Kaden
“Brother?”
Pointed pressure on his left tricep roused Kaden.
Groggy, his eyes fluttered open and he groaned. Hadrien was beside him, and poked Kaden again with a small finger.
“Susu wake!” With glee, the merboy propelled across the room, doing a flip midway.
A silky hammock enrobed Kaden’s tail and shoulders. “Wh-what? Hadrien? Cyrus? Where am I?” His torso felt tight, a gelatinous bandage wrapped around the middle of his tail and abdominals, with extra padding on the sides.
His brother sat in his chair across from him and raised a thick, dark eyebrow. “In Adrielle and my bedchambers, where our sentinels brought you three tidal cycles ago.”
“Why am I here and not in the infirmary?” Kaden tucked his tail under him and used his arms to walk himself up onto his elbow and rubbed his face.
“Cyrus and I requested you be brought here for private treatment.” Adrielle glided by. Libbi hung onto her tailfins, giggling, letting her mother bob her up and down with each tail kick.
“Thank you, I appreciate you both doing that.” Kaden’s abdominals protested and clenched as soon as he sat fully upright, curling his tail under the hammock to keep him in place. “That much time passed? Cyrus, you slept there all this time?”
“I’ve learned to find comfort in this hard thing.” With his tail, Cyrus thumped against the seat’s rocky base. “Adrielle slept beside our children in the guest chambers.” He clasped his fingers together. “I also wished to talk to you about the last time we spoke.” His older brother’s comment was another pointy coral piece to his heart as he recalled Cyrus’ blunt words. “I’m sorry.”
Kaden cocked an eyebrow and he couldn’t resist a smile cracking over his face.

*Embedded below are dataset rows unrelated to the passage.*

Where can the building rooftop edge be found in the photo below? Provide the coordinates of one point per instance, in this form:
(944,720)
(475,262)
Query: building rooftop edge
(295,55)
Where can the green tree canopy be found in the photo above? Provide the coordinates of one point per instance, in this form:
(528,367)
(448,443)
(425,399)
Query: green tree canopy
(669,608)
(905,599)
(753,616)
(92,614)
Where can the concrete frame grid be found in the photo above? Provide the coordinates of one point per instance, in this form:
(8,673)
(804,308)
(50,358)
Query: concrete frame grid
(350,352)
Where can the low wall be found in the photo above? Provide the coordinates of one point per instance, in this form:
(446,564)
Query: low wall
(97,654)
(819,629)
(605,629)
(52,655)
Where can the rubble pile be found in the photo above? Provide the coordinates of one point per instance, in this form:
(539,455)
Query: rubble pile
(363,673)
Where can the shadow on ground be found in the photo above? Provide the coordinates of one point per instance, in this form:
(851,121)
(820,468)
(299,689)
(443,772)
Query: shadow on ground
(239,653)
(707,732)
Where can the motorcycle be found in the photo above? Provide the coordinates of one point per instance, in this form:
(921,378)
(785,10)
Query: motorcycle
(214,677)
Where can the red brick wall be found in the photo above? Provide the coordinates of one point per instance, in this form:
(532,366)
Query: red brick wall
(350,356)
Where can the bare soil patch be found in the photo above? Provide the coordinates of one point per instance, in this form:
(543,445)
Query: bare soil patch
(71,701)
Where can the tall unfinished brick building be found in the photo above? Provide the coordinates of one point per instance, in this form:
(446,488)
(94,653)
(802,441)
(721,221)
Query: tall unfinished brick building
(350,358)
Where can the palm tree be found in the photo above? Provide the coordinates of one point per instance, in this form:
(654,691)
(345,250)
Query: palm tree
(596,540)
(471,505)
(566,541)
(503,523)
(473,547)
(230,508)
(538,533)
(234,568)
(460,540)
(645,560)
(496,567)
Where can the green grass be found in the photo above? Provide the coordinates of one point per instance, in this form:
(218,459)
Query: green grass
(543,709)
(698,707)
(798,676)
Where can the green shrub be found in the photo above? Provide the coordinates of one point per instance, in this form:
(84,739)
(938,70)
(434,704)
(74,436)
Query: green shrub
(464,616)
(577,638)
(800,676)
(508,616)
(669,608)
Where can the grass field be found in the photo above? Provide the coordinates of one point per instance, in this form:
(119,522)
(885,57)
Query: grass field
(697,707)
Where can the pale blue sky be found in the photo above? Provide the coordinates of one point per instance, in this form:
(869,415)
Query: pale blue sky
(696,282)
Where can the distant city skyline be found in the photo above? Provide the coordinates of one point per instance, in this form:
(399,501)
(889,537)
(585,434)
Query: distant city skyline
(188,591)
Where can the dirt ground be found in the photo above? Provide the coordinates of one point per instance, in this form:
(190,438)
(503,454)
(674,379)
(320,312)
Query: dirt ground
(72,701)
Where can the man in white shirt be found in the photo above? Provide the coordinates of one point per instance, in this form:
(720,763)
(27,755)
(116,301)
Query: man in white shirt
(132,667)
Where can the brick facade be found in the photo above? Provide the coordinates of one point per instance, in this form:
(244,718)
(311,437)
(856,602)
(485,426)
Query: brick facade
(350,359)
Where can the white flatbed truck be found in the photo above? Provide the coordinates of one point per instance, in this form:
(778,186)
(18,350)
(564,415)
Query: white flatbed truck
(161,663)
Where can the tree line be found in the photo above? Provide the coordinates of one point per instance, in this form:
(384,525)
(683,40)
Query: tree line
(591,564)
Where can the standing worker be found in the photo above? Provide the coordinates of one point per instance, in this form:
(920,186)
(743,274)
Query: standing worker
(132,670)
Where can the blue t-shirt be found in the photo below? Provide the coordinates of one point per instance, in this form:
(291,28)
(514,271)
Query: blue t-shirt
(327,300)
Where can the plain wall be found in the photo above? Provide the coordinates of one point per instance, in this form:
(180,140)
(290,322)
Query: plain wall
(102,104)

The last time Cyrus apologized to him was over ten tidesyears ago, and only because he had injured Kaden when they were rough housing and their parents had demanded he apologize.
Perhaps becoming a lifemate and father had softened him a touch.
“Look, I could have worded my own concerns better.”
“Did Adrielle put you up to this?” Kaden continued his teasing, and Cyrus’ smile never faded.
“She might have.”
“Yes, I did. We can’t be driving each other away, not at a time like this.” Adrielle stopped swimming and Libbi let go, swaying with the currents.
“You’re right though. I need to apologize to Angie. I was wrong to hide my health issues from her, and she rightfully felt betrayed.” The second part of Adrielle’s statement hung in his head.
“Did I miss something new while I was out?”
What Cyrus said next might as well have been another spear in his healing wounds. “Our aunt and uncle are planning a simultaneous attack on human shores. The word spread of humans attacking you, brother. Their betrayal knows no bounds. First our queen and our mother, then they try to assassinate you. And my condition?” Cyrus gestured vaguely over his body. “Humans.”
Tensions with humans were going from bad to worse. “So that’s why Uncle had been refusing to take me to his military meetings. He couldn’t have me dissenting.” Kaden blinked as the rest of his face went slack, a shudder in his core. He touched his bandage again at one of his sides where the divers speared him. “Couldn’t risk me turning the Shangjiangs to my side. That rotten xia of a merman.” A wayward yu, or in Angie’s words, a sablefish, nipped at his caudal fins, and he jerked his tail away. The dark-colored yu meandered away. “I was a fool to ever believe I could make a difference. Being his high advisor is a title, nothing more.”
Adrielle shook her head in disgust. One of her hands was in Cyrus’, and her fingers curled around him, her knuckles paling. Cyrus nudged her and she loosened her grip. “Now you understand my aversion to him. He’s a charmer on the outside, but a haishe on the inside.”
A healer swam to Kaden, handing him a stone bowl with a thick paste inside. “Eat this, Your Highness.”
“Perhaps, Your Majesty soon?” Cyrus’ tone had lightened and Kaden grunted. The notion of becoming King appeared to be more and more of a necessity, especially if both his uncle and aunt were planning war.
But how? Uncle had set the events in motion, and Kaden had to find some way to get him off the throne. It seemed like an impossibility he could achieve before the two monarchs struck land.
“Quiet, you.” Kaden stifled a chuckle while scooping out the paste with a small spoon, and gagged at the gritty, bitter taste. Still, he forced himself to swallow it. “Just as foul as the first time I took it.” The aftertaste stuck to the back of his throat, and no amount of swallowing got rid of it.
The healer’s face remained impassive as she took the empty bowl from Kaden and left the bedchambers.
A brief thought came to Kaden, of whether their healer would go to Saeryn and tell him of his desire to take the throne.
He pushed the thought away. The healers were sworn to maintain their patients’ privacy, unless they deemed them a danger to themselves or others.
“Try taking that for close to three tidesyears straight. The taste grows on you after a while. Like the taste of accidentally eating rotten kelp.”